Re: [PATCH 02/17] writeback: IO-less balance_dirty_pages()

From: Dave Chinner
Date: Mon Sep 13 2010 - 04:48:14 EST


On Sun, Sep 12, 2010 at 11:49:47PM +0800, Wu Fengguang wrote:
> As proposed by Chris, Dave and Jan, don't start foreground writeback IO
> inside balance_dirty_pages(). Instead, simply let it idle sleep for some
> time to throttle the dirtying task. In the mean while, kick off the
> per-bdi flusher thread to do background writeback IO.
>
> This patch introduces the basic framework, which will be further
> consolidated by the next patches.

Can you put all this documentation into, say,
Documentation/filesystems/writeback-throttling-design.txt?

FWIW, I'm reading this and commenting without having looked at the
code - I want to understand the design, not the implementation ;)

> RATIONALS
> =========
>
> The current balance_dirty_pages() is rather IO inefficient.
>
> - concurrent writeback of multiple inodes (Dave Chinner)
>
> If every thread doing writes and being throttled start foreground
> writeback, it leads to N IO submitters from at least N different
> inodes at the same time, end up with N different sets of IO being
> issued with potentially zero locality to each other, resulting in
> much lower elevator sort/merge efficiency and hence we seek the disk
> all over the place to service the different sets of IO.
> OTOH, if there is only one submission thread, it doesn't jump between
> inodes in the same way when congestion clears - it keeps writing to
> the same inode, resulting in large related chunks of sequential IOs
> being issued to the disk. This is more efficient than the above
> foreground writeback because the elevator works better and the disk
> seeks less.
>
> - small nr_to_write for fast arrays
>
> The write_chunk used by current balance_dirty_pages() cannot be
> directly set to some large value (eg. 128MB) for better IO efficiency.
> Because it could lead to more than 1 second user perceivable stalls.
> This limits current balance_dirty_pages() to small inefficient IOs.

Contrary to popular belief, I don't think nr_to_write is too small.
It's slow devices that cause problems with large chunks, not fast
arrays.

> For the above two reasons, it's much better to shift IO to the flusher
> threads and let balance_dirty_pages() just wait for enough time or progress.
>
> Jan Kara, Dave Chinner and me explored the scheme to let
> balance_dirty_pages() wait for enough writeback IO completions to
> safeguard the dirty limit. This is found to have two problems:
>
> - in large NUMA systems, the per-cpu counters may have big accounting
> errors, leading to big throttle wait time and jitters.
>
> - NFS may kill large amount of unstable pages with one single COMMIT.
> Because NFS server serves COMMIT with expensive fsync() IOs, it is
> desirable to delay and reduce the number of COMMITs. So it's not
> likely to optimize away such kind of bursty IO completions, and the
> resulted large (and tiny) stall times in IO completion based throttling.
>
> So here is a pause time oriented approach, which tries to control
>
> - the pause time in each balance_dirty_pages() invocations
> - the number of pages dirtied before calling balance_dirty_pages()
>
> for smooth and efficient dirty throttling:
>
> - avoid useless (eg. zero pause time) balance_dirty_pages() calls
> - avoid too small pause time (less than 10ms, which burns CPU power)

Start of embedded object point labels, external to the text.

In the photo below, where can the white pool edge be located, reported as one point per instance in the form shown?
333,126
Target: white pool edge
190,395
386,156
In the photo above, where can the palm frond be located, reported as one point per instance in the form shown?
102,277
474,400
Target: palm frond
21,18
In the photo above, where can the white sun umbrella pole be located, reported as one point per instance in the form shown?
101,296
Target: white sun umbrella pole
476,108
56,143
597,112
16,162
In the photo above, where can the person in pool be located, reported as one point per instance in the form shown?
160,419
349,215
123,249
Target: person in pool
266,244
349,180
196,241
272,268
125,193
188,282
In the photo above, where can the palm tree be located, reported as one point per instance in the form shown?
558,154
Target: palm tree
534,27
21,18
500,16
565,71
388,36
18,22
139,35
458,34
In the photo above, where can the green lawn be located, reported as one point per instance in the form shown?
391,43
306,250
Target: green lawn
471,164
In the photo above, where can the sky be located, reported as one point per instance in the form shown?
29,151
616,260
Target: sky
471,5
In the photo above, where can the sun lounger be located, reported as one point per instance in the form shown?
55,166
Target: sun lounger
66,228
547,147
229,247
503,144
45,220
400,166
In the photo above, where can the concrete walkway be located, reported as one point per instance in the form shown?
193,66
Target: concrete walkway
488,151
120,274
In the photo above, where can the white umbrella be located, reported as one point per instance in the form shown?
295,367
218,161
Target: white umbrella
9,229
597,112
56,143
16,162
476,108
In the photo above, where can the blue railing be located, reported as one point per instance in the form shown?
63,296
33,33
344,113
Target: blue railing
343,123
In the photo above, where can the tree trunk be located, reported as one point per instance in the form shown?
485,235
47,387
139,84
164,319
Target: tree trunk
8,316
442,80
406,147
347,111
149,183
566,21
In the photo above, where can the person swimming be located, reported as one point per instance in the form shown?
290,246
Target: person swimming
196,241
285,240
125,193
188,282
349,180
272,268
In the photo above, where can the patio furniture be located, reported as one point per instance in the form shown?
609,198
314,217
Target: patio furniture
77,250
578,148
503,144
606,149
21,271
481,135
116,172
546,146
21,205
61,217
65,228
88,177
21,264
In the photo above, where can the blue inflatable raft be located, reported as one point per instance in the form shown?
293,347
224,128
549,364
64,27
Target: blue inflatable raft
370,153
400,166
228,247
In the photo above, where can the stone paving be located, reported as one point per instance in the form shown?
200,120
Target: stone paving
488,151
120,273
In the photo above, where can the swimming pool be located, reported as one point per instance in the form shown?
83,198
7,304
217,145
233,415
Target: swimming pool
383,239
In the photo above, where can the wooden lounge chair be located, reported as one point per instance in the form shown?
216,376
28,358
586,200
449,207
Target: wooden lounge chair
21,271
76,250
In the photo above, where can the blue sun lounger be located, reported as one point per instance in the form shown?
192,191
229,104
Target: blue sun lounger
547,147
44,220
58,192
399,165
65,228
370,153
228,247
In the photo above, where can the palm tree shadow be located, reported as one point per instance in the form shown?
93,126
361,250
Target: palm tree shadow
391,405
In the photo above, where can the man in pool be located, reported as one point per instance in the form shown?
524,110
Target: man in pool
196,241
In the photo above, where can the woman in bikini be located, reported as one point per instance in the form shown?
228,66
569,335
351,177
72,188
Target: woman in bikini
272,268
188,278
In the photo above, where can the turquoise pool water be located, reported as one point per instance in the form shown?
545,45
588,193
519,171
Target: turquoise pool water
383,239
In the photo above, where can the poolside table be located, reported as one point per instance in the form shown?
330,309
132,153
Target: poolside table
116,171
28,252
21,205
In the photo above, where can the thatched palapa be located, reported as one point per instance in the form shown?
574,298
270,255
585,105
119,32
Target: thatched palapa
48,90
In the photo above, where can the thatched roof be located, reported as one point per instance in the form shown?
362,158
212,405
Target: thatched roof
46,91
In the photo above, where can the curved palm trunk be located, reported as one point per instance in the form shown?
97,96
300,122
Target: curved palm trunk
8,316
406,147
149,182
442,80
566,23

For fast arrays, 10ms may be to high a lower bound. e.g. at 1GB/s,
10ms = 10MB written, at 10GB/s it is 100MB, so lower bounds for
faster arrays might be necessary to prevent unneccessarily long
wakeup latencies....

> CONTROL SYSTEM
> ==============
>
> The current task_dirty_limit() adjusts bdi_thresh according to the dirty
> "weight" of the current task, which is the percent of pages recently
> dirtied by the task. If 100% pages are recently dirtied by the task, it
> will lower bdi_thresh by 1/8. If only 1% pages are dirtied by the task,
> it will return almost unmodified bdi_thresh. In this way, a heavy
> dirtier will get blocked at (bdi_thresh-bdi_thresh/8) while allowing a
> light dirtier to progress (the latter won't be blocked because R << B in
> fig.1).
>
> Fig.1 before patch, a heavy dirtier and a light dirtier
> R
> ----------------------------------------------+-o---------------------------*--|
> L A B T
> T: bdi_dirty_limit
> L: bdi_dirty_limit - bdi_dirty_limit/8
>
> R: bdi_reclaimable + bdi_writeback
>
> A: bdi_thresh for a heavy dirtier ~= R ~= L
> B: bdi_thresh for a light dirtier ~= T

Let me get your terminology straight:

T = throttle threshold
L = lower throttle bound
R = reclaimable pages

A/B: two dritying processes

>
> If B is a newly started heavy dirtier, then it will slowly gain weight
> and A will lose weight. The bdi_thresh for A and B will be approaching
> the center of region (L, T) and eventually stabilize there.
>
> Fig.2 before patch, two heavy dirtiers converging to the same threshold
> R
> ----------------------------------------------+--------------o-*---------------|
> L A B T
>
> Now for IO-less balance_dirty_pages(), let's do it in a "bandwidth control"
> way. In fig.3, a soft dirty limit region (L, A) is introduced. When R enters
> this region, the task may be throttled for T seconds on every N pages it dirtied.
> Let's call (N/T) the "throttle bandwidth". It is computed by the following fomula:
>

Now you've redefined R, L, T and A to mean completely different
things. That's kind of confusing, because you use them in similar
graphs

> throttle_bandwidth = bdi_bandwidth * (A - R) / (A - L)
> where
> L = A - A/16
> A = T - T/16

That means A and L are constants, so your algorithm comes down to
a first-order linear system:

throttle_bandwidth = bdi_bandwidth * (15 - 16R/T)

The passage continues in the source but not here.